Lockheed Martin, Acxiom, ChoicePoint, and other companies have sharply increased their investment in lobbying for a piece of this profit: ChoicePoint alone quadrupled the money it put into lobbying after 9/11. A 2003 study found that 569 companies had registered Homeland Security lobbyists after 9/11.[28] The New York Times reported that "the major defense contractors want to move into the homeland security arena in a big way."[29] Dr. William Haseltine, who sits on the boards of many of the organizations that analyze this industry, including the Trilateral Commission and The Brookings Institution, and who is one of the founders of the American Freedom Campaign, says that the "security-industrial complex" rivals the "military-industrial complex" in influencing policy.[30]

Peace is bad for business. When the former Soviet Union fell apart, the U.S. defense industry was staring into the. face of a falling market share: To grow, it would have to find. a new enemy. It would also help if it expanded its product line from building fighter jets to the newfangled demand for applications involving surveillance.

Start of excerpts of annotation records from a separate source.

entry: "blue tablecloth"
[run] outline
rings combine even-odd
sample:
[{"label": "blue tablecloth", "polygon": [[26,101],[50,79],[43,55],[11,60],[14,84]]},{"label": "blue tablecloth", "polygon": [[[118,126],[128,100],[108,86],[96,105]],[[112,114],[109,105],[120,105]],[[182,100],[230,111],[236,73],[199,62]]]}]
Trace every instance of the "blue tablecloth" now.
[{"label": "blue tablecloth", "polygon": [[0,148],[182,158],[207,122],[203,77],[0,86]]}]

Dr. Haseltine points out that the Department of Homeland Security has, like the Defense Department, an external corollary in private industry; so the relationships between the two departments are now institutionalized.[31] The Department of Homeland Security will be almost impossible to dismantle whether or not it is successful in protecting Americans: An $115-billion-a-year industry can exert major pressure on policy-making, and the Department of Homeland Security is not going to go away, even if tomorrow all the Muslim terrorists in the world were to lay down their arms.

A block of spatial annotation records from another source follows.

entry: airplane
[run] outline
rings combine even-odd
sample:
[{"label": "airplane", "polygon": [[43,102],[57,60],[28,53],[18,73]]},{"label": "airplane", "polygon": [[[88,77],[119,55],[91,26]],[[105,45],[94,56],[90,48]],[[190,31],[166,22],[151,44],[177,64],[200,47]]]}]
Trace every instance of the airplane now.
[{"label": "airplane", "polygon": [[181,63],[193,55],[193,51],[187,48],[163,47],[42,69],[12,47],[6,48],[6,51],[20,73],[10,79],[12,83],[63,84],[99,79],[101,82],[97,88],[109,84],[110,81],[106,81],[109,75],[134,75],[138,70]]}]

But what if Islamic terrorism does subside? A foreign enemy's actions will always be unpredictable. But you can also identify a more reliable domestic enemy in need of surveillance: us. A powerful lobby is now served by policies in which government increasingly designates U.S. citizens as potential security threats, which in turn creates a demand for more and more costly high-tech watching.

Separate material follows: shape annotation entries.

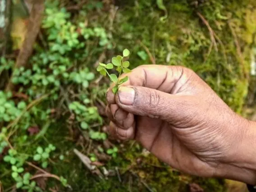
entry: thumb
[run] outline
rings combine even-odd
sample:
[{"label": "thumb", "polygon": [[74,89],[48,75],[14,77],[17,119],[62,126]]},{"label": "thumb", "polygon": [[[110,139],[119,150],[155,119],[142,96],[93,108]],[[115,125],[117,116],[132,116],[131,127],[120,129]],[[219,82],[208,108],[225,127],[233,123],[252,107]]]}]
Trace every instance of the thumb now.
[{"label": "thumb", "polygon": [[178,99],[155,89],[130,86],[120,87],[115,98],[119,107],[129,113],[166,121],[174,117],[174,111],[180,109],[178,105],[182,102]]}]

The ACLU is measured in describing how this profit potential affects legislation: "It is not possible to determine the overall extent to which private-sector lobbying has actually driven the government's push for increased surveillance, as opposed to simply helping companies fight for a pieces of a pre-determined government pie. . .but in at least some cases, major new impetus for surveillance-friendly policies has clearly come from the private sector.... There is much more money to be made providing complex, cutting-edge technological solutions to security problems," they note, than there is in solutions that may be more truly effective but cheaper, such as strengthening cockpit. doors. "It would be a double tragedy," their report continues, "if the emerging surveillance-industrial complex were not only to lobby for increased surveillance of Americans, but also to divert resources from security measures that would be far more likely to be effective in protecting Americans from attacks."[32]

So: the state has now identified, mythologized, and institutionalized an external and internal threat -- indefinitely. Who is caught in the middle between the mythologies of the external and internal enemies? Ordinary Americans -- us.